The Act does not allow, however, for recovery for both liquidated damages and prejudgment interest. Gonzalez v. Bustleton Servs., No. 08-4703, 2010 WL 1813481 at *2 (E.D. Pa. May 5, 2010) ("It is well-settled in FLSA jurisprudence that a plaintiff cannot recover both liquidated damages and prejudgment interest because both serve the same purpose, namely to compensate employees for losses caused by delayed receipt of wages they are due." (citations omitted)). To the extent that Plaintiffs are pleading both forms of damages, they argue that they are merely pleading in the alternative. (Doc. 18 at 10). While not express on the face of the Complaint, the Court notes that such a pleading is acceptable. Of course, Plaintiffs "may state as many separate claims or defenses as it has, regardless of consistency." Fed. R. Civ. P. 8(d)(3); see e.g. Flynn v. Stonegate Mortg. Corp., No. 10-cv-2058-JAR-KSG, 2010 U.S. Dist. LEXIS 90878 at *17-18 (D. Kan. Aug. 30, 2010) (granting a motion to dismiss to the extent that the complaint sought both liquidated damages and pre-judgment interest but sustaining the complaint to the extent it plead them in the alternative). Therefore, to the extent that these two conflicting forms of relief are requested, the Court notes that they are not fatal to Plaintiffs' Complaint.

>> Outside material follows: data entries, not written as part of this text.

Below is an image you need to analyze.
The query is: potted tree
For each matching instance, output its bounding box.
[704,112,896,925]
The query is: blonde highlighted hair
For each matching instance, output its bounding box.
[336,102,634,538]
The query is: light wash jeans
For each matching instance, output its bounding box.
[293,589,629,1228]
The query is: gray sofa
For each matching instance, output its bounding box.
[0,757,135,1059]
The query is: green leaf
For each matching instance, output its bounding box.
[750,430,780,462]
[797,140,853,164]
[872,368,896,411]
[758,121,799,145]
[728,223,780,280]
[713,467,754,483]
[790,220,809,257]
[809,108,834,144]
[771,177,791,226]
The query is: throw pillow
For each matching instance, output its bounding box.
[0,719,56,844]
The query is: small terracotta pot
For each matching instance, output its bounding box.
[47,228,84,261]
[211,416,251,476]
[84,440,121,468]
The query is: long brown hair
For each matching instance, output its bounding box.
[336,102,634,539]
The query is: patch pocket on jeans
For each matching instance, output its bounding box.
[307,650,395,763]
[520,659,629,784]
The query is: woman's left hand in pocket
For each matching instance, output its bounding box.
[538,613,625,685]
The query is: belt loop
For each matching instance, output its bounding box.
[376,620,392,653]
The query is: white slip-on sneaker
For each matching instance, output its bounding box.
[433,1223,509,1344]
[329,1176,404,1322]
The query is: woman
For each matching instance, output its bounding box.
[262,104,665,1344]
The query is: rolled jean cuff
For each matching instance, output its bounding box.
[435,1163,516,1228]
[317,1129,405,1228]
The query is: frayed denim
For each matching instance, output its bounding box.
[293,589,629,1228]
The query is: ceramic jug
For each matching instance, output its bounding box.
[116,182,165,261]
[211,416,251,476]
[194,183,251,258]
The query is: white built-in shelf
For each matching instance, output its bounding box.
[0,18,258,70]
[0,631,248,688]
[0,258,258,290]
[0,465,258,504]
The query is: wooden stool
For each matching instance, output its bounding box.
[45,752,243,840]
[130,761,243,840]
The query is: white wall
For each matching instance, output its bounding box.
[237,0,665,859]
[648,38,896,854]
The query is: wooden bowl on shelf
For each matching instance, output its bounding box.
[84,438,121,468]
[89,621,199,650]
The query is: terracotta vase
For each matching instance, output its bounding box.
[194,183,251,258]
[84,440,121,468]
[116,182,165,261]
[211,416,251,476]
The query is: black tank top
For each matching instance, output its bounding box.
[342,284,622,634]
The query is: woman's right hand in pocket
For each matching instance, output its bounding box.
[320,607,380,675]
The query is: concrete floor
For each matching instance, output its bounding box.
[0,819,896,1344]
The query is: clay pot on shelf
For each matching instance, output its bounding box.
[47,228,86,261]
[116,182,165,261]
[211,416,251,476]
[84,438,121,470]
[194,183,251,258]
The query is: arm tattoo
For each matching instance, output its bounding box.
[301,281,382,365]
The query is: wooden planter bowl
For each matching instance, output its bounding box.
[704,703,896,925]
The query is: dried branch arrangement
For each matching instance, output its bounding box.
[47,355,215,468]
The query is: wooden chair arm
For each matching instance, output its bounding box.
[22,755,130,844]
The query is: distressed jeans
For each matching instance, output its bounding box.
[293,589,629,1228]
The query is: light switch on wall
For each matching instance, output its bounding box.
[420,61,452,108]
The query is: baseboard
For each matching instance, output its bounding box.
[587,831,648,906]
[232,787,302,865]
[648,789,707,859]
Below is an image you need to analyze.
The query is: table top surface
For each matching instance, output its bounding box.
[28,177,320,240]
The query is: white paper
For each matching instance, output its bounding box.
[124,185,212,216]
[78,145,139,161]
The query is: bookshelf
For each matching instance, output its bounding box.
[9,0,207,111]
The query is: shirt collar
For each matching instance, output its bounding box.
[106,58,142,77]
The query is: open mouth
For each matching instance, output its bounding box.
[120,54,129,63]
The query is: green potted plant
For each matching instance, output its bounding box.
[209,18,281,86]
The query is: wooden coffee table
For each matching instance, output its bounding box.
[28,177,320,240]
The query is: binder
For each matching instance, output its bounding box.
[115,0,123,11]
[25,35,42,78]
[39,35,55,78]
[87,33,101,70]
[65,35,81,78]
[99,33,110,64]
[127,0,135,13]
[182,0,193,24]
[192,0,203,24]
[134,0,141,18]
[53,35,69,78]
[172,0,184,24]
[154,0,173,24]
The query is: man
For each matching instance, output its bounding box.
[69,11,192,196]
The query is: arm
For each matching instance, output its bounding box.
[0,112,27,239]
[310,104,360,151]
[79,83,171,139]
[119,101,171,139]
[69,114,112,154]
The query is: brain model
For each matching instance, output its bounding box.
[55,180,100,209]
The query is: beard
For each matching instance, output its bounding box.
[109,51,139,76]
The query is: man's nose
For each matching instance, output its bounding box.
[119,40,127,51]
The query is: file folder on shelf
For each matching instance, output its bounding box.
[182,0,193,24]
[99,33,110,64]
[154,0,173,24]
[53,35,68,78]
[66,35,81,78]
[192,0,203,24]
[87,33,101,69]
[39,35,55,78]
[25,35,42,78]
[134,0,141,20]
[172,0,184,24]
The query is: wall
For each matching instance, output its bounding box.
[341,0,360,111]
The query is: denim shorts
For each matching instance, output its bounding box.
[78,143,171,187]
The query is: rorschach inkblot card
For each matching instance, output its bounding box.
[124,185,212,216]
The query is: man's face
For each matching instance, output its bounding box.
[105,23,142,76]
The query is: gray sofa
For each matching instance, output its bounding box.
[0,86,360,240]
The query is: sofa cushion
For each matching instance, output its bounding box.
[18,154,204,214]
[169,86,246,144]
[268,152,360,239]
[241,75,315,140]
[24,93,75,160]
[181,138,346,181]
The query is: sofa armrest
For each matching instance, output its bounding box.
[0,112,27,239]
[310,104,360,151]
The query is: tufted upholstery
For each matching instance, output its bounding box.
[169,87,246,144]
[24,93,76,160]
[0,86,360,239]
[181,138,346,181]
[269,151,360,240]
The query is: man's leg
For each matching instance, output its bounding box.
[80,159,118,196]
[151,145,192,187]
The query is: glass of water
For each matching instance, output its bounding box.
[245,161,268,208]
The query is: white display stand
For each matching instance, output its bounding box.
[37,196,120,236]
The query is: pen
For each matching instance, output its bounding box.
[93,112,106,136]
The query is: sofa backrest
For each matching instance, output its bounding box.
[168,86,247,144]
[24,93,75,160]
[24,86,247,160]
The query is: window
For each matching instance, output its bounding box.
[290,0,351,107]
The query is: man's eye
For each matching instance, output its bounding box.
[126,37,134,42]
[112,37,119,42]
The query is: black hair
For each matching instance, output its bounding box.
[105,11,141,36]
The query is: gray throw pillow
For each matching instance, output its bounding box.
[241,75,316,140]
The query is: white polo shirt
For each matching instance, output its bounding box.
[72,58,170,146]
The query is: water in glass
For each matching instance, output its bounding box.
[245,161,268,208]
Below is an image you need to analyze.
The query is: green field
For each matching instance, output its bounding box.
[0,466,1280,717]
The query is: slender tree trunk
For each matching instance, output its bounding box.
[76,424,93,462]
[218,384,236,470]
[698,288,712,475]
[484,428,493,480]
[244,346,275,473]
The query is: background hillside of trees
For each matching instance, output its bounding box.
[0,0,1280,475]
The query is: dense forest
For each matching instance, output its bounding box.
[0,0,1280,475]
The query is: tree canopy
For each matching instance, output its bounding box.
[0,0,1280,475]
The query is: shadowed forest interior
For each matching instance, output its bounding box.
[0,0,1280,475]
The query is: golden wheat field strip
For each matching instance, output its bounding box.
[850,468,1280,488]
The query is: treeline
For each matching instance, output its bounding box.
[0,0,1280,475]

Finally, the Defendants take issue with the Plaintiffs seeking equitable and injunctive relief and contend that such injunctive relief can only be obtained by the Secretary of Labor. Balgowan v. New Jersey, 115 F.3d 214, 218 (3d Cir. 1997) ("Only the Secretary of Labor may initiate an action for injunctive relief under the FLSA."); Flynn, supra, 2010 U.S. Dist. LEXIS 90878 at *18 ("Although the Secretary of Labor is authorized to seek injunctive relief under the FLSA for violations of its overtime and wage provisions, private parties are not so authorized unless they are seeking injunctive relief under the anti-retaliation provision of the FLSA."). As the Plaintiffs are not seeking relief under the Act's retaliatory provisions, the Court notes that such injunctive relief is not appropriate.

For the reasons stated above the Court will grant the Defendants' Motion to Dismiss. Of course, "if a complaint is subject to a Rule 12(b)(6) dismissal, a district court must permit a curative amendment unless such an amendment would be inequitable or futile." Phillips v. County of Allegheny, 515 F.3d 224, 245 (3d Cir. Pa. 2008) (citation omitted). Furthermore, Federal Rule of Civil Procedure 15(a) directs the Court to "freely give leave when justice so requires." While the Court acknowledges that the Plaintiffs have requested leave to amend (Doc. 18 at 7 n.3), this principle applies even in situations where Plaintiffs do not seek such a leave to amend, though a court may ultimately dismiss if the Plaintiff does not ultimately submit such an amended pleading. Phillips, 515 F.3d at 245. Therefore, the Court will afford Plaintiffs an opportunity to amend their Complaint.


For the reasons stated above, Defendants' Motion to Dismiss Plaintiffs' Collective Action Complaint (Doc. 1) will be granted. Plaintiff will be given twenty-one (21) days in which to file an amended complaint. Failure to do so will result in a dismissal of this action. An appropriate order follows.

A. Richard Caputo United States District Judge





ORDER NOW, this 20th day of October, 2011, IT IS HEREBY ORDERED that Defendants' Motion to Dismiss Plaintiffs' Collective Action Complaint (Doc. 13) is GRANTED and the Complaint (Doc. 1) is DISMISSED.

The Plaintiffs have twenty-one (21) days from the date of this Order to file an amended complaint. Failure to do so will result in the dismissal of this case.